“MASSAMAN ARRIVED IN SOUTHERN THAILAND FROM PERSIA, TRAILING EXOTIC AROMAS REDOLENT OF WESTERN ASIA”
Illustration: Ed Smith
According to Thai food guru David Thompson, the perfect massaman (or mussaman) curry should be sweet, sour and salty – a holy trinity of virtues that makes devotees sigh with longing when they’ve finished their bowls.
The most complex of all Thai curries, massaman was once ranked by a global travel website as the single most delicious food on the planet. Legend holds that it arrived in southern Thailand from Persia in the 16th century, trailing exotic aromas redolent of western Asia, notably cardamom. And in deference to its Muslim heritage it is never made with pork; beef or chicken, cooked until butter-soft in a rich, thick and deftly spiced coconut sauce, are stars of the bowl.
Massaman is said to be the most time-consuming Thai curry; a long list of ingredients must be carefully prepared from scratch to yield invigorating flavours. Most southern Thai families have their own beloved massaman recipe passed down through generations, says Worawan Kamann, co-founder of Borough Market Kitchen’s Thai street food stall Khanom Krok. “But there are a lot of things that go into it, so it’s not something that’s cooked every day,” she says.
Born in Bangkok, Worawan was taught to make the stall’s chicken massaman with potatoes and peanuts by her grandmother. “She was an amazing cook right into her nineties,” Worawan recalls. “We would spend the whole day cooking it, shredding the coconut and doing all the preparation.”
And this, as ever, is the secret. Khanom Krok’s comforting massaman is made with love and care. Worawan has zero tolerance of short cuts, such as cooking the chicken and sauce separately then bunging them together to serve. This crime against massaman is prevalent in the UK, she sighs. “I stick to the way I learned as a child. I cook my chicken in the spicy sauce, so it sucks up all the flavours.”

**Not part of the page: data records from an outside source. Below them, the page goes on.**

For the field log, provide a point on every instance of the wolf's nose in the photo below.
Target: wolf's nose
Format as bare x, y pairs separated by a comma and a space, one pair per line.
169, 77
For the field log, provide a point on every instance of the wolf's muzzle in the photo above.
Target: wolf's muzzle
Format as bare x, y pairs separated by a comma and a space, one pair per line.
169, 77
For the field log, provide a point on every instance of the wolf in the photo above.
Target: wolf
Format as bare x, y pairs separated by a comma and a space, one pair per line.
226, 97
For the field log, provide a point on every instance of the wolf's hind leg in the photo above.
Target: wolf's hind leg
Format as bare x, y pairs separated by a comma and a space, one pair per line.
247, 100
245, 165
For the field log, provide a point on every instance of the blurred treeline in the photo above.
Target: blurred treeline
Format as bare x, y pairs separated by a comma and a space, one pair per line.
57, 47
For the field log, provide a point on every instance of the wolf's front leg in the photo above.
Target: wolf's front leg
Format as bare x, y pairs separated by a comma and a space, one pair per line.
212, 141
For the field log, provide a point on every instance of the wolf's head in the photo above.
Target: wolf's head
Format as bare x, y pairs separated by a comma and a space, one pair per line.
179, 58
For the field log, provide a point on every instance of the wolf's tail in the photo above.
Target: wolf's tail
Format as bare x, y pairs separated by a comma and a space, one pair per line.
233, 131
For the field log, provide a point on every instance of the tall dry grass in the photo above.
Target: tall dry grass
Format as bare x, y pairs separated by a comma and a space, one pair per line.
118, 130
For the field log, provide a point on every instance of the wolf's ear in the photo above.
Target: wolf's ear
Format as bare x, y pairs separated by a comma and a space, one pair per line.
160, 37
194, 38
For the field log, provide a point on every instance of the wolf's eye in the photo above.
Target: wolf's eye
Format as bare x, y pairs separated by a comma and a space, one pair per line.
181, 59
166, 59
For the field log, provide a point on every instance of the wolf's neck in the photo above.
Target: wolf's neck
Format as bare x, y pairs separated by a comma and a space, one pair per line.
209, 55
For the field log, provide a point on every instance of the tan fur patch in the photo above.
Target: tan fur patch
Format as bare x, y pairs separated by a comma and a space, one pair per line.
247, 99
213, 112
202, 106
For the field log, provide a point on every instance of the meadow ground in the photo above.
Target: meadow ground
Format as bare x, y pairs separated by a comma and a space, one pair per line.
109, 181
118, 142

The perfect balance of sweet and sour needs judicious application of palm sugar and tamarind juice, and a light hand with the chilli paste. “Massaman is not supposed to be very spicy,” Worawan says. “It’s meant to be quite a mild curry. That’s the traditional way.”
Dried spices are heavily roasted in a pan or wok and then used sparingly to impart an elusive fragrance. Cardamom is a stalwart, but other spices might include cinnamon, star anise, cloves, coriander seeds or cumin seeds.
Coconut milk or cream or both, traditionally made by hand, forms the ballast of the rich sauce. First, it’s simmered in a pan or wok until it begins to separate or ‘crack’.
A puree of chillies, garlic, shallots and other aromatics is cooked off in the boiling coconut along with the toasted spices, to smooth away their rough edges.
Palm sugar is added for sweetness, and tamarind (at the end) for a sprightly sour kick.
Chicken or beef pieces are slowly simmered until they reach the sweet spot between falling apart and undercooked.
Starchy vegetables are vital: white radish, potato or sweet potato.
To finish, massaman might be showered with deep fried shallots and toasted peanuts for extra tastiness and crunch.